In 1865, Charles-Amédée transferred ownership of the business to his sons, Charles-Amédée II and Adolphe Kohler. The next generation of the family, represented by Amédée-Louis and Jean-Jacques Kohler, subsequently assumed control of the company.

Between 1894 and 1896, the family constructed a new factory in neighbouring Échandens, which remained in operation until 1907. In 1897, milk chocolate began to be manufactured by Kohler after the recipe had leaked from one of Daniel Peter's relatives. In 1904, the company entered into a partnership with Chocolat Peter, managed by Daniel Peter in Orbe, forming the company Peter Kohler. A further merger followed in 1911 with Alexandre Cailler's chocolate business in Vevey, resulting in the creation of Peter, Cailler, Kohler (PCK).

These successive consolidations within the Swiss chocolate industry ultimately led to the acquisition of the brand by Nestlé in 1929.

== Products ==

Ads for hazelnut (1883) and milk (1899) chocolate

One of the company’s main specialties was hazelnut chocolate, known as chocolat à la noisette. Charles-Amédée Kohler is generally credited with introducing it in Switzerland, although it may have been created by other chocolate manufacturers, such as Suchard.

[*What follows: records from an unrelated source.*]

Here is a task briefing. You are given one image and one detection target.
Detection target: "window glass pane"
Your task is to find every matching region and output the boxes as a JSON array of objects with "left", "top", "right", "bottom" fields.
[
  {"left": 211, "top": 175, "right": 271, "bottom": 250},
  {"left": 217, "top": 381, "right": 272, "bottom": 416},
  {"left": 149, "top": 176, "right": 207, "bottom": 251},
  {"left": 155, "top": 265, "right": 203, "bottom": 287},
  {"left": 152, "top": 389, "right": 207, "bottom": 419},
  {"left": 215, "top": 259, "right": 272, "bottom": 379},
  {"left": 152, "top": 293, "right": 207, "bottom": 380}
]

Swiss hazelnut chocolate consisted of finely ground hazelnuts incorporated into the chocolate paste, similarly to Italian gianduja.

Charles-Amédée II, the founder’s son, also created the Branche, a praline-filled chocolate and hazelnut bar; the product is described in his recipe book from 1896. The Branche has been produced by Cailler since 1904, and ultimately has become one of the most popular candy bars on the Swiss market.

A recurrent advertisement poster showed a wolf attracted by Little Red Riding Hood's basket, the latter being full of Kohler chocolates. Chocolat Kohler was also advertised by French artist Charles Trenet.